2) A 30% reduction in packing time has been achieved in most cases.
This should be noticeable to everyone.
As always, version 4.3 is still fully upwards compatible, and is
backwards compatible as far as version 4.1.
CHANGES IN VERSION 4.4
======================
The temporary file introduced in version 4.3 occasionally caused
problems for people who had not added a FILES= statement to their
CONFIG.SYS file. This has now been corrected. Also, support of the
ARCTEMP environment string was added to allow placing of the temporary
file on a ramdisk.
A bug was reported in the Run command, which has been fixed. From the
extreme time required before the bug was reported, it is deduced that
the Run command is probably the least used feature of ARC.
The Update command was changed. It is no longer a straight synonym
for Add. Instead, Update now only adds a file if it is newer than the
version already in the archive, as shown by the MS-DOS date/time
stamp.
PROGRAM HISTORY AND CREDITS
===========================
In its short life thus far, ARC has astounded us with its popularity.
We first wrote it in March of 1985 because we wanted an archive
utility that used a distributive directory approach, since this has
certain advantages over the more popular central directory approach.
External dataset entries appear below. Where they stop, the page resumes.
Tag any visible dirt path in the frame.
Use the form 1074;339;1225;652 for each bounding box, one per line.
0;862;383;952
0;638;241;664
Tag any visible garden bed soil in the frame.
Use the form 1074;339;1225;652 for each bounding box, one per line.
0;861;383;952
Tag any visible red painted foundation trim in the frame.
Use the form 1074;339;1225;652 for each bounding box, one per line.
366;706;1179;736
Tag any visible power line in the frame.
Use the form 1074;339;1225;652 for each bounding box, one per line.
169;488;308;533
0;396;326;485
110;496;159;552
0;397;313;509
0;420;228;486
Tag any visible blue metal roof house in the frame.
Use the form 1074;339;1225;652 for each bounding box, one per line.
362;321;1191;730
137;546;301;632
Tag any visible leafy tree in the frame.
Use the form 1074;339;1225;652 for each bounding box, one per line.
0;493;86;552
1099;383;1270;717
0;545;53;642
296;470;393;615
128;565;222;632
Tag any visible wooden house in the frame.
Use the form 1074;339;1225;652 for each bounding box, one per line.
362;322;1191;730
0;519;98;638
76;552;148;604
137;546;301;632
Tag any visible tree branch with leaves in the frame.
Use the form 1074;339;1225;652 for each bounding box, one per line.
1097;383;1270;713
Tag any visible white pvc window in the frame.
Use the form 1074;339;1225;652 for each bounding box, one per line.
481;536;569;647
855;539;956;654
We added automatic squeezing in version 2 at the prompting of a
friend. In version 2.1 we added the code to test for the best
compression method. Now (in October of 1985) we find that our humble
little program has spread across the country, and seems to have become
a new institution.
We are thankful for the support and appreciation we have received. We
hope that you find this program of use.
If we have acheived greatness, it is because we have stood upon the
shoulders of giants. Nothing is created as a thing unto itself, and
ARC is no exception. Therefore, we would like to give credit to the
following people, without whose efforts ARC could not exist:
Brian W. Kernighan and P. J. Plauger, whose book "Software Tools"
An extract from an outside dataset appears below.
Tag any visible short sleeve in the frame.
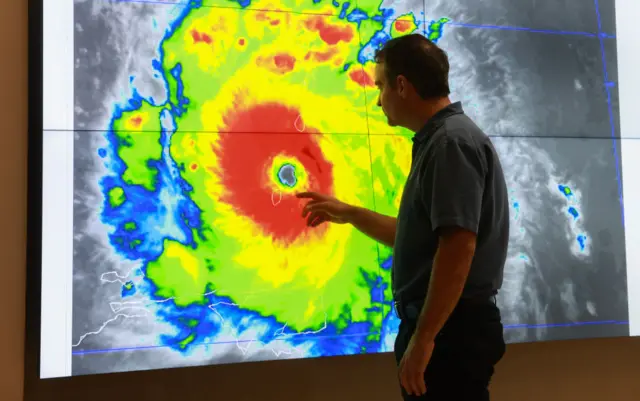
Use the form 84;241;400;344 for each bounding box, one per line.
422;138;487;234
provided many of the ideas behind the distributive directory approach
used by ARC.
Dick Greenlaw, who wrote the public domain SQ and USQ programs, in
which the Huffman squeezing algorithm was first developed.
Robert J. Beilstein, who adapted SQ and USQ to Computer Innovations
C86 (the language we use), thus providing us with important parts of
our squeezing logic.
Kent Williams, who graciously allowed us to use his LZWCOM and LZWUNC
programs as a basis for our Lempel-Zev compression logic.
David Schwaderer, whose article in the April 1985 issue of PC Tech
Journal provided us with the logic for calculating the CRC 16 bit
polynomial.
And many, many others whom we could not identify.